Después de un viaje de estudios a Italia, pinta los murales de las cantinas escolares, donde ejerce como profesor estival. Hizo la guerra en los frentes de la cultura y se exilia a la República Dominicana, donde cinco años más tarde recibe la medalla de oro del centenario. Al salir de España, se casa con la polaca Sacha Goldberg y tienen mellizas. Lloréns, Montalbán y Vargas Llosa dan noticia de un primer tramo de exilio condecorado por el dictador Trujillo, que lo nombra director de Bellas Artes. En 1954 vuelve a casarse con la leonesa Esperanza de las Cuevas, traductora en Basilea.

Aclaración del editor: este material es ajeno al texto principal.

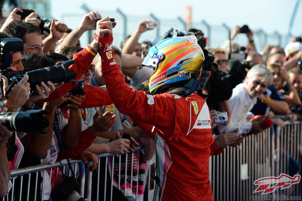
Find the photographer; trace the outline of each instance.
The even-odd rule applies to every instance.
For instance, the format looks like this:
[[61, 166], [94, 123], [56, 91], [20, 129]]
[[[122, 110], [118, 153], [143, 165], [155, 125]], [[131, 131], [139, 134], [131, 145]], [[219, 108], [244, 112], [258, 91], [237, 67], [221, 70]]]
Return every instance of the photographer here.
[[140, 21], [136, 29], [131, 36], [127, 40], [122, 49], [123, 54], [133, 54], [138, 57], [142, 57], [142, 49], [141, 45], [138, 43], [138, 39], [141, 35], [146, 31], [151, 30], [153, 28], [148, 28], [147, 25], [152, 23], [152, 21], [147, 19]]
[[[6, 112], [7, 108], [4, 108], [1, 112]], [[3, 198], [8, 191], [8, 185], [11, 175], [11, 171], [7, 156], [5, 141], [11, 136], [14, 131], [9, 130], [0, 121], [0, 182], [2, 184], [0, 188], [0, 197]]]
[[[233, 28], [232, 34], [231, 35], [231, 40], [233, 41], [235, 37], [239, 33], [245, 33], [247, 35], [247, 39], [248, 39], [248, 47], [251, 52], [257, 52], [256, 46], [254, 42], [253, 36], [254, 32], [252, 30], [250, 29], [246, 25], [243, 26], [240, 28], [239, 26], [236, 25]], [[257, 64], [255, 64], [256, 65]]]
[[23, 41], [24, 49], [22, 54], [32, 52], [43, 55], [61, 39], [68, 28], [63, 23], [53, 19], [50, 29], [49, 35], [42, 41], [42, 32], [39, 27], [31, 22], [19, 20], [8, 25], [6, 32], [11, 37], [19, 38]]

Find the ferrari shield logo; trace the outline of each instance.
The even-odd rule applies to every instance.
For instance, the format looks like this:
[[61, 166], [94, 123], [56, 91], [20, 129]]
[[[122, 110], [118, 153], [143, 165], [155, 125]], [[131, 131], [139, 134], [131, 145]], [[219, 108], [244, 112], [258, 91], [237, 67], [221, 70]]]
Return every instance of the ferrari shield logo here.
[[195, 114], [197, 114], [198, 113], [198, 105], [197, 104], [197, 102], [196, 101], [192, 101], [191, 102], [191, 104], [193, 105], [193, 108], [194, 108], [194, 111], [195, 112]]

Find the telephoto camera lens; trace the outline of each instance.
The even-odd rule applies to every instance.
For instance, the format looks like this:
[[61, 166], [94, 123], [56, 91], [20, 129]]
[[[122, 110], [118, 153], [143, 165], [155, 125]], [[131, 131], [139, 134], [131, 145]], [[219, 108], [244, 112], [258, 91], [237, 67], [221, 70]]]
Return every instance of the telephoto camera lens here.
[[0, 113], [0, 120], [11, 130], [45, 135], [47, 133], [42, 130], [48, 126], [49, 122], [43, 115], [49, 113], [45, 110], [2, 112]]
[[54, 66], [27, 72], [25, 74], [28, 75], [29, 77], [27, 82], [30, 83], [31, 88], [35, 89], [36, 85], [41, 85], [40, 83], [42, 81], [45, 83], [50, 81], [53, 83], [74, 81], [73, 79], [77, 75], [77, 73], [68, 68], [74, 63], [74, 61], [69, 60]]

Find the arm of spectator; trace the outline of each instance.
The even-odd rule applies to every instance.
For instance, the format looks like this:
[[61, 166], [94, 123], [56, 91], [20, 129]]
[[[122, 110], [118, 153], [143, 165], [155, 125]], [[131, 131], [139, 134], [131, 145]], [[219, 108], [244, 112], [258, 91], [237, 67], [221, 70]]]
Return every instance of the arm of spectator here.
[[220, 112], [226, 112], [228, 113], [228, 121], [225, 122], [224, 124], [227, 125], [231, 118], [232, 114], [232, 110], [229, 105], [229, 101], [227, 100], [224, 101], [220, 101], [218, 103], [219, 111]]
[[75, 46], [80, 38], [86, 31], [95, 30], [95, 20], [102, 18], [98, 12], [92, 11], [84, 15], [80, 24], [68, 34], [62, 41], [60, 49], [68, 46]]
[[[112, 115], [112, 113], [107, 112], [101, 117], [99, 116], [99, 111], [96, 113], [94, 116], [93, 125], [81, 132], [79, 143], [75, 147], [66, 147], [66, 152], [68, 157], [77, 156], [89, 147], [101, 132], [100, 131], [105, 130], [106, 129], [107, 130], [115, 122], [116, 116]], [[94, 127], [92, 129], [92, 126]]]
[[5, 196], [8, 191], [8, 182], [11, 177], [11, 170], [6, 156], [5, 142], [0, 143], [0, 197]]
[[122, 56], [122, 71], [127, 76], [132, 77], [136, 72], [144, 59], [128, 54], [123, 54]]
[[68, 99], [68, 94], [63, 96], [51, 102], [44, 103], [43, 109], [49, 112], [49, 114], [44, 115], [49, 122], [49, 125], [42, 130], [47, 133], [45, 135], [32, 135], [28, 134], [20, 140], [24, 149], [30, 153], [40, 158], [44, 157], [48, 150], [52, 138], [54, 119], [57, 108], [63, 102]]
[[74, 147], [79, 143], [81, 132], [81, 119], [79, 106], [81, 105], [84, 96], [70, 95], [68, 100], [72, 103], [67, 105], [69, 108], [68, 123], [62, 129], [61, 132], [66, 145]]
[[232, 32], [232, 34], [231, 34], [231, 40], [233, 41], [235, 38], [235, 37], [237, 35], [237, 34], [240, 33], [240, 28], [237, 25], [235, 26], [233, 28], [233, 31]]
[[92, 165], [90, 166], [88, 170], [91, 172], [95, 169], [95, 168], [98, 165], [98, 158], [95, 154], [89, 152], [83, 151], [79, 155], [75, 156], [74, 158], [77, 160], [81, 160], [85, 164], [87, 164], [88, 161], [92, 162]]
[[[266, 97], [263, 94], [260, 95], [258, 98], [260, 101], [265, 101], [266, 99]], [[270, 99], [266, 104], [270, 107], [272, 110], [281, 114], [287, 114], [291, 112], [288, 104], [286, 101]]]
[[138, 23], [136, 30], [125, 43], [125, 45], [122, 49], [122, 53], [130, 54], [132, 53], [135, 46], [138, 44], [138, 38], [139, 38], [141, 34], [146, 31], [153, 29], [153, 28], [150, 29], [147, 28], [147, 24], [152, 22], [150, 19], [146, 19], [142, 20]]
[[247, 36], [248, 39], [249, 46], [252, 49], [252, 51], [256, 52], [257, 49], [256, 49], [256, 46], [255, 45], [255, 43], [254, 42], [253, 39], [253, 36], [254, 32], [252, 30], [250, 30], [247, 32]]
[[83, 100], [80, 108], [102, 107], [110, 105], [112, 103], [108, 91], [101, 87], [85, 85], [84, 92], [86, 93], [85, 98]]
[[[17, 109], [24, 105], [29, 97], [30, 84], [27, 82], [28, 77], [24, 76], [20, 82], [15, 85], [7, 95], [8, 98], [4, 101], [5, 106], [8, 112], [15, 112]], [[2, 76], [3, 79], [3, 90], [6, 92], [8, 88], [8, 81], [5, 76]], [[4, 93], [5, 94], [5, 92]]]
[[43, 40], [43, 53], [44, 54], [48, 53], [55, 46], [57, 41], [62, 38], [64, 33], [68, 29], [65, 24], [53, 19], [51, 20], [50, 34]]
[[236, 133], [238, 131], [238, 129], [236, 129], [230, 133], [225, 134], [225, 130], [220, 134], [214, 140], [214, 141], [219, 149], [226, 147], [228, 145], [232, 144], [234, 143], [239, 138], [238, 135], [236, 135]]
[[5, 32], [6, 30], [6, 27], [10, 24], [11, 24], [16, 20], [20, 19], [21, 18], [21, 16], [17, 14], [18, 11], [23, 12], [23, 11], [20, 8], [15, 8], [13, 11], [11, 12], [7, 19], [5, 20], [2, 26], [0, 28], [0, 32]]
[[265, 117], [264, 116], [256, 118], [252, 121], [252, 128], [251, 130], [251, 132], [255, 135], [258, 134], [261, 132], [265, 129], [263, 129], [260, 127], [260, 123], [263, 119]]
[[97, 155], [107, 153], [123, 154], [129, 149], [130, 141], [120, 138], [118, 131], [114, 132], [116, 136], [114, 140], [107, 143], [92, 143], [87, 150]]
[[[33, 10], [33, 9], [31, 8], [30, 8], [29, 10], [32, 11]], [[37, 27], [39, 27], [40, 26], [40, 24], [41, 24], [41, 20], [37, 18], [41, 18], [41, 17], [37, 13], [33, 12], [25, 18], [25, 19], [24, 21], [25, 22], [31, 22], [34, 24]]]
[[286, 62], [283, 63], [283, 67], [285, 68], [287, 71], [291, 68], [297, 67], [298, 62], [301, 59], [302, 57], [302, 49], [299, 51], [296, 54], [291, 58], [288, 59]]
[[[28, 108], [31, 108], [33, 104], [36, 101], [39, 100], [42, 100], [48, 97], [49, 95], [55, 90], [62, 86], [64, 83], [62, 82], [58, 84], [54, 84], [48, 81], [47, 82], [47, 85], [46, 85], [43, 82], [41, 82], [41, 88], [38, 86], [36, 86], [36, 89], [37, 89], [38, 94], [35, 96], [30, 96], [28, 100], [24, 104], [24, 105]], [[41, 88], [44, 90], [42, 91]], [[25, 111], [23, 108], [21, 108], [20, 111]]]

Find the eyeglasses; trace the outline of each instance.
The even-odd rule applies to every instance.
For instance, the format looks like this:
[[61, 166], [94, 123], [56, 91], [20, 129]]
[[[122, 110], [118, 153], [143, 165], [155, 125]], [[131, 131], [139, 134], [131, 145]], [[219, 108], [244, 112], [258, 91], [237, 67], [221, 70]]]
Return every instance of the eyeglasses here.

Desde el Caribe se escribe con los supervivientes: Romero Flores y Crémer. Los cincuenta fueron época propensa a la mitificación en los páramos franquistas. Entonces se propaga que Vela ganó el concurso internacional para decorar el edificio de la ONU. En realidad, su mural cubre la pared curva de un pasillo. Gordón Ordás le tienta con el dardo de si «se hizo usted franquista». En su regreso a España, lo recibe en Barajas Leopoldo Panero. En 1964 León le dedica la exposición del reencuentro en el Palacio de los Guzmanes, y aprovechando el tirón colocó un lote de veinte cuadros en el hostal de San Marcos.

Y de León a Burgos, donde trabaja para diputación y ayuntamiento. Los paneles teatralizan el anecdotario histórico, reiterando los valores formales y de concepción del exilio. El mismo aroma de epopeya, aunque sean asuntos domésticos los que transitan por sus muros poblados de personajes y símbolos primarios. Una vez agotada la clientela de gran formato en León y Burgos, se prodiga en el caballete, aunque su estética continúa inmóvil.

Cambian los temas, del Cristo al gallo, del héroe a la hogaza, del guerrero al labrador. Pasa de la épica lugareña a un mundo rural de diario. Personajes humildes en su laboreo, espacios teñidos por la decrepitud. Botijos, alforjas, azadones y gallos. Entonces propaga un inmenso gallinero, que reparte por los salones burgueses de León y Burgos. Instalado en Milagros, ingresa en la Academia y recauda galardones, dejando en yerbas unas memorias a las que sólo puso título: Escrito sobre ceniza, que el céfiro voló.